Ora, senza avere soluzioni magiche da proporre, vorrei riflettere su un paio di punti in modo da sgombrare almeno il campo da qualche equivoco:

1) Non è pensabile che per il reclutamento dei futuri insegnanti non venga prevista nessuna forma di selezione; la impone la stessa delicatezza del ruolo: stare a contatto con bambini e adolescenti non è un lavoro per tutti, è una professione che richiede una cultura, un talento, una motivazione, qualità umane e una preparazione specifici. Se per il passato non si è sempre tenuto conto, colpevolmente, di questa necessità, non si può continuare a ripetere l'errore all'infinito. Oltretutto, l'idea che non vi sia nessuna selezione è un'utopia: poiché, salvo in alcune discipline, le persone che vogliono entrare a lavorare a scuola sono più numerose dei posti disponibili, una selezione ci sarà sempre; "nessuna selezione" in realtà significa che entra non necessariamente chi è più bravo o più preparato, ma chi si sa muovere meglio, chi è più veloce, chi è più fortunato;

2) Al tempo stesso, però, è assurdo pensare di scegliere gli insegnanti sulla base della conoscenza di quattro formulette di didattichese alla moda, di metodologie del tutto astratte e prive di contenuti, di quattro elementi di legislazione scolastica; tutte cose che nel concreto lavoro con i ragazzi non serviranno mai a nulla. Allo stesso modo, la possibilità di cominciare quello che per i più convinti è il lavoro della vita non può avere come premessa il superamento o meno di questionari a risposta multipla di 'cultura generale', come se la cultura non fosse una ricchezza personale e umana complessa e articolata, acquisita in un lungo percorso di studio e conoscenza, ma una rapida verniciatura di risposte da imparare a memoria. Impensabile, ad esempio, che un insegnante non sappia produrre una spiegazione scritta dei contenuti della propria disciplina, corretta nelle conoscenze e nella forma espressiva: perché allora prima di accedere a tale prova veramente significativa ci si dovrebbe sottomettere alla roulette di un 'quiz'?

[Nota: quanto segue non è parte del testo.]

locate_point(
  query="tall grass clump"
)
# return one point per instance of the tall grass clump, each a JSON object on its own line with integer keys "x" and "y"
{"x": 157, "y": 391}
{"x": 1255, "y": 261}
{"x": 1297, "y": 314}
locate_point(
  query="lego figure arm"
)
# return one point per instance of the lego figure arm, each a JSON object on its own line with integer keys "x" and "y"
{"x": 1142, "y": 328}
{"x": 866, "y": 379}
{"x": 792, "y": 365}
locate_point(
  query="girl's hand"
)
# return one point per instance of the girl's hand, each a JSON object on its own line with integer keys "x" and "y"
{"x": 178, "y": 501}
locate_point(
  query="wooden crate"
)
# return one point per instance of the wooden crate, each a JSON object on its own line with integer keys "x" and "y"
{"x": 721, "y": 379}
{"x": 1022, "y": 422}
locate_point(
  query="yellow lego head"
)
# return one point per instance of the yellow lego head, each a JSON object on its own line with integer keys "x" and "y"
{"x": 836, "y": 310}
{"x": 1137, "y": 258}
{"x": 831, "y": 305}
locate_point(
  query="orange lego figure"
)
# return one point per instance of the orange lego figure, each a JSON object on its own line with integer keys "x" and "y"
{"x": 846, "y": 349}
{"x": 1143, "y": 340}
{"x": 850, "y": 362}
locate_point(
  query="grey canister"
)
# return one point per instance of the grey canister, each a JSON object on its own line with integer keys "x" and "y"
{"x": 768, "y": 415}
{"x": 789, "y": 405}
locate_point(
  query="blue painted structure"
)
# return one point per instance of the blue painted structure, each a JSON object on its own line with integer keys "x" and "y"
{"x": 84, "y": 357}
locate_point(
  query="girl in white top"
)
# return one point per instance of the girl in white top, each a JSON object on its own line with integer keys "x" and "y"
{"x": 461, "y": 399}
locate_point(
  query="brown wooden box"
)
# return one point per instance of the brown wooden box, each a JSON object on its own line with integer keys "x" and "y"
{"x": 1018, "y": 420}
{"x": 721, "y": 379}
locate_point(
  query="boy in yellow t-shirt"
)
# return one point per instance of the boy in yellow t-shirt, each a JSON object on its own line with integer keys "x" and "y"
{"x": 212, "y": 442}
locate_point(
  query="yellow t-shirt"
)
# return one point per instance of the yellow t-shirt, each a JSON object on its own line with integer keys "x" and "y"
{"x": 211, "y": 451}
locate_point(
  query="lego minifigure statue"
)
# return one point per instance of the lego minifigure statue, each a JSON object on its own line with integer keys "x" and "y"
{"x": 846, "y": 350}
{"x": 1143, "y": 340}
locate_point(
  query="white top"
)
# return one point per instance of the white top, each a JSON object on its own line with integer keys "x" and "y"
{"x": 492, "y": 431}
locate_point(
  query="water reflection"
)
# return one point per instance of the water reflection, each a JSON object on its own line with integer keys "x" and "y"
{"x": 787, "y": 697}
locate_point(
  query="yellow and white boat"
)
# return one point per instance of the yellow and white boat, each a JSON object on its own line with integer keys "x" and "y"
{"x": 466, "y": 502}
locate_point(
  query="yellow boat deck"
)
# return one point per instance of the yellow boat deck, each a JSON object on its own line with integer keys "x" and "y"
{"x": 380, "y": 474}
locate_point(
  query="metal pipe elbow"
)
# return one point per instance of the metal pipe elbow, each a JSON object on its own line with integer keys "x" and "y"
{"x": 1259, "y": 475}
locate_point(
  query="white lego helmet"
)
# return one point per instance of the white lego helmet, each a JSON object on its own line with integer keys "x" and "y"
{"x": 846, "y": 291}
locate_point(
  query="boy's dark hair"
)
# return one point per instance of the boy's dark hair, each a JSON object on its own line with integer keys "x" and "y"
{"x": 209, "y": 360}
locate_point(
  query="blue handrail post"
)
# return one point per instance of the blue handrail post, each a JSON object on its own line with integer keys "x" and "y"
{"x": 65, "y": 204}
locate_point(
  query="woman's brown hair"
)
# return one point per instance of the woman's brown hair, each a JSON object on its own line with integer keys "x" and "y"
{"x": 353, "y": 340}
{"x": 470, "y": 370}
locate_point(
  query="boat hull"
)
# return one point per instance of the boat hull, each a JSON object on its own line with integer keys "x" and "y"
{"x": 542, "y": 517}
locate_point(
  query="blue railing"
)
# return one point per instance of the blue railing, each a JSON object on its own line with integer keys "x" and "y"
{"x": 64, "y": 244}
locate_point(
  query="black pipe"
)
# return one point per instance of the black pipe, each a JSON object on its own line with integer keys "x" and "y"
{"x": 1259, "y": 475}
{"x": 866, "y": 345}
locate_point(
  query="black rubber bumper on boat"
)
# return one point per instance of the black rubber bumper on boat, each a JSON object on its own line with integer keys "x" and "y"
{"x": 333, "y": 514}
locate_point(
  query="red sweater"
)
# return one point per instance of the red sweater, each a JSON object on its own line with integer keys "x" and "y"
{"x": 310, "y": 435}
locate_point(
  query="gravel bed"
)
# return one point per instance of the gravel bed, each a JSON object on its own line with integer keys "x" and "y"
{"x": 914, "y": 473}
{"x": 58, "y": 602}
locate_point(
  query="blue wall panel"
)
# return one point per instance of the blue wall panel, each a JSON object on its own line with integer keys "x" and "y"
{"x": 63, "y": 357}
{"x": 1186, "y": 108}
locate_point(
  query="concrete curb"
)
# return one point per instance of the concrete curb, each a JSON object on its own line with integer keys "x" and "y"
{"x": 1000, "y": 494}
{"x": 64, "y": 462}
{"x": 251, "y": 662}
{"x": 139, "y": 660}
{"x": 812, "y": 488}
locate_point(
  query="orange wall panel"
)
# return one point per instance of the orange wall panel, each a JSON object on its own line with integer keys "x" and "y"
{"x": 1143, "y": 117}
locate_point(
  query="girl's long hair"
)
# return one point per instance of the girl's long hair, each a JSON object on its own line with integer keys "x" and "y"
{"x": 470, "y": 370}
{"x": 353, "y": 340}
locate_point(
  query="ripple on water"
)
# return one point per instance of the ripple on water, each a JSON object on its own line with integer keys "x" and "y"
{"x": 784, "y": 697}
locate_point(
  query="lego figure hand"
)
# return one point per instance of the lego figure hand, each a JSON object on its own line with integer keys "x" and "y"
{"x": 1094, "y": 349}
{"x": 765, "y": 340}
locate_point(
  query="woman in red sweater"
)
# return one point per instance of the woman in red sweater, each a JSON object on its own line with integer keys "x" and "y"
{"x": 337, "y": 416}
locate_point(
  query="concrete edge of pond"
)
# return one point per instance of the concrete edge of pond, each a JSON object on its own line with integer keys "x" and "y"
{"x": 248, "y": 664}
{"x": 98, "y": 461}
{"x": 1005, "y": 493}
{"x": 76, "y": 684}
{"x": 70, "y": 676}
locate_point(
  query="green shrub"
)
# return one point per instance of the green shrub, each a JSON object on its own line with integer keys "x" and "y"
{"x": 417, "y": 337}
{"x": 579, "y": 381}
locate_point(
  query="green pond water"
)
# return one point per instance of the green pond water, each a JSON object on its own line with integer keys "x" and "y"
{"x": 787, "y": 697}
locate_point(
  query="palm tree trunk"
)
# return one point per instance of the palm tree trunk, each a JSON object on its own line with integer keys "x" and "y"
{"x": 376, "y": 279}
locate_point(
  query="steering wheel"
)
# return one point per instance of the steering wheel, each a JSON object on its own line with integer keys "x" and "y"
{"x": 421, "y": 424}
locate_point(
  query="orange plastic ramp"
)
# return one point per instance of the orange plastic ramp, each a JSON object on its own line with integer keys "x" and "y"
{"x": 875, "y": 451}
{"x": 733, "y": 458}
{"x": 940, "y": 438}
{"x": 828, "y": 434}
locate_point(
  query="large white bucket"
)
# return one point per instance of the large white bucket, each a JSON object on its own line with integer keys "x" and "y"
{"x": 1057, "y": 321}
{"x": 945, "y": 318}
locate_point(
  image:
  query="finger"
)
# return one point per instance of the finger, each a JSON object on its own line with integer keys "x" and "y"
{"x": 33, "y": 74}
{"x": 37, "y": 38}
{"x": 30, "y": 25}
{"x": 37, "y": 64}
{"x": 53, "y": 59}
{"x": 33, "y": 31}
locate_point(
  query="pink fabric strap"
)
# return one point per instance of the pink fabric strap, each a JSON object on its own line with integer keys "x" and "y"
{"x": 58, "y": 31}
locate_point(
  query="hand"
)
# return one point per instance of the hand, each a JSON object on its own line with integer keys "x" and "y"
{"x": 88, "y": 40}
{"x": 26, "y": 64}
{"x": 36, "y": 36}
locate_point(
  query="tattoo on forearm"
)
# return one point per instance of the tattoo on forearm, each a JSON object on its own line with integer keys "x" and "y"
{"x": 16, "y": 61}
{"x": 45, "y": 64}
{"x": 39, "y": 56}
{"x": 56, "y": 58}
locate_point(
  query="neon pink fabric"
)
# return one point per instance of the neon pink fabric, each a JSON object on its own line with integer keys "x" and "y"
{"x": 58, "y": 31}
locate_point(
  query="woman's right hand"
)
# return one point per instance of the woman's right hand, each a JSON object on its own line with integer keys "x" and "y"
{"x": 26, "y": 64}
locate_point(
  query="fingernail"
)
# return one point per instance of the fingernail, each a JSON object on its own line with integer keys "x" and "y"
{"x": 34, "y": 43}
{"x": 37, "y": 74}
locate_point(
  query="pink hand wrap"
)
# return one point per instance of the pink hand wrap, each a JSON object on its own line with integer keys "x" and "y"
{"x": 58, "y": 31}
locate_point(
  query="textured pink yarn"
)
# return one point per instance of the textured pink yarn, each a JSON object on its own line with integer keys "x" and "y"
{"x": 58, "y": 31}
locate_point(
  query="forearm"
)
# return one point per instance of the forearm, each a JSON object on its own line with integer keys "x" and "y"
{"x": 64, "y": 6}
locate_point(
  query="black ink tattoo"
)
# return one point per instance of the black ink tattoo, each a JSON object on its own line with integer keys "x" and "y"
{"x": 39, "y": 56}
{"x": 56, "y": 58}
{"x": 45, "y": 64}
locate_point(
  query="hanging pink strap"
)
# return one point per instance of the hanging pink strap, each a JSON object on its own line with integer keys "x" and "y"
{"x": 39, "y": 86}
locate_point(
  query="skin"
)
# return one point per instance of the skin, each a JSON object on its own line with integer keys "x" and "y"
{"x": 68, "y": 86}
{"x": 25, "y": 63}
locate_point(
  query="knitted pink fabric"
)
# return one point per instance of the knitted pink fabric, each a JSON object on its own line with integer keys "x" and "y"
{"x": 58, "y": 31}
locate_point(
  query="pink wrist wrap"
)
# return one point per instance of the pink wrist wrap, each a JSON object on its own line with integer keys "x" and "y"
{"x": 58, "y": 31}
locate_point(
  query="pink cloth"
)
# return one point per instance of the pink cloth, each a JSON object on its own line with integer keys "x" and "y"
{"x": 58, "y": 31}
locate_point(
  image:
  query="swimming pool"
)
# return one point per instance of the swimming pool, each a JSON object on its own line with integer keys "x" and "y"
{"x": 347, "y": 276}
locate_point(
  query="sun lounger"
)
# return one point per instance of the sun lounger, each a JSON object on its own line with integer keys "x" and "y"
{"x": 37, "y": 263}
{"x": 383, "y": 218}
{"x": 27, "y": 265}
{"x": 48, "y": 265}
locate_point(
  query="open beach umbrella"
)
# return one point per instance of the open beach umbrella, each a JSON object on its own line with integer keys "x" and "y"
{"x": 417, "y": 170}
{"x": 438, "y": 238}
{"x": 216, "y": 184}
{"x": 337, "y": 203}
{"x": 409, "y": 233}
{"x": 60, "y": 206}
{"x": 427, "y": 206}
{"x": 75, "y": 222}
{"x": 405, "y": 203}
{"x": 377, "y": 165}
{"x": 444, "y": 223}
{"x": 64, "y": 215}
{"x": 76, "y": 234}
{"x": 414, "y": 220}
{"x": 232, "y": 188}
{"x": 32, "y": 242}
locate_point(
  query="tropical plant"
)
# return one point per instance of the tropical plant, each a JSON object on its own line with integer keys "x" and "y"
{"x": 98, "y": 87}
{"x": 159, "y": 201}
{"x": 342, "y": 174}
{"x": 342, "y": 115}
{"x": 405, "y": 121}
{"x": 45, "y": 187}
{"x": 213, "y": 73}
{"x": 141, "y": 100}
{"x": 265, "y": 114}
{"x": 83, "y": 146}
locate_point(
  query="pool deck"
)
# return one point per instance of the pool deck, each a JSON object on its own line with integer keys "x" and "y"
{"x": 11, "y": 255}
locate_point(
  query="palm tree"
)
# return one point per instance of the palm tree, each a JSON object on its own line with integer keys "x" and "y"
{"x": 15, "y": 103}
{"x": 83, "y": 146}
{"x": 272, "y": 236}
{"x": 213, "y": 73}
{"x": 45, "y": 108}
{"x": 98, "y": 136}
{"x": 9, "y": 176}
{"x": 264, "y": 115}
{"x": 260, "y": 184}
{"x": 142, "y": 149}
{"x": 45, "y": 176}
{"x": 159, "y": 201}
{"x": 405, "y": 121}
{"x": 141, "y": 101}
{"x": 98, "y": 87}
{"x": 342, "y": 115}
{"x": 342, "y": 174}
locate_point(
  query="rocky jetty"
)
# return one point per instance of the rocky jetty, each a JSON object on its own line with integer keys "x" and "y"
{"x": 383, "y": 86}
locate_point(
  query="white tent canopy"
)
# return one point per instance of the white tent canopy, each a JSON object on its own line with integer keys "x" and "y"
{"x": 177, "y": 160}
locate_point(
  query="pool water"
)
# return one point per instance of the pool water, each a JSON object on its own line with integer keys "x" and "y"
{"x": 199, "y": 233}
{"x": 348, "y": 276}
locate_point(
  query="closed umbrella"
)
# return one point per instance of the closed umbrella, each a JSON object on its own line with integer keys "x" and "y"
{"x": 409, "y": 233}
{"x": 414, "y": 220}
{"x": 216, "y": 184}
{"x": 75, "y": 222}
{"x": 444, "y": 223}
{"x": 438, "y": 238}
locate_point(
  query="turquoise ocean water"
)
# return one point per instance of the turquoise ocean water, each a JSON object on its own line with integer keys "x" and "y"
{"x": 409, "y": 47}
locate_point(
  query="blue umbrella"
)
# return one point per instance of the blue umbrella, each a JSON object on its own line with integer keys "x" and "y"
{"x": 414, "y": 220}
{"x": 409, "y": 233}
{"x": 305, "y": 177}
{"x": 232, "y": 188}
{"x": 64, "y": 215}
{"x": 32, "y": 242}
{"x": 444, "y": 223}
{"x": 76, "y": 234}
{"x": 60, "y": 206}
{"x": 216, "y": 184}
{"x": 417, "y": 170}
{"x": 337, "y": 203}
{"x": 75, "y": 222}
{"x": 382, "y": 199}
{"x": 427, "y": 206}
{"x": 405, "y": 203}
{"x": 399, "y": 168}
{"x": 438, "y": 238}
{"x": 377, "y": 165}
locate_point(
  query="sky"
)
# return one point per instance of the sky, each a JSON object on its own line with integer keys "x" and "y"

Insomma, se i futuri insegnanti devono accettare di sottoporsi a una qualche forma di verifica delle loro capacità e conoscenze, l'istituzione pubblica a sua volta deve garantire che questa verifica abbia un senso, riguardi la sostanza della preparazione e del talento e sia fondata su rilevanti motivazioni culturali; perché ciò sia possibile, coloro che decidono le modalità di verifica e quelli che le attuano devono essere a loro volta non dei burocrati, ma degli autentici intellettuali e degli autentici educatori, che sanno quello che vogliono, cosa andare a cercare e perché. A queste condizioni, e solo a queste condizioni, le stessa modalità di reclutamento potrebbero diventare più flessibili e prevedere ad esempio un'integrazione tra procedura concorsuale e serio (leggi: che si può superare oppure no) percorso formativo, che tenga adeguatamente conto anche delle esperienze lavorative già vissute.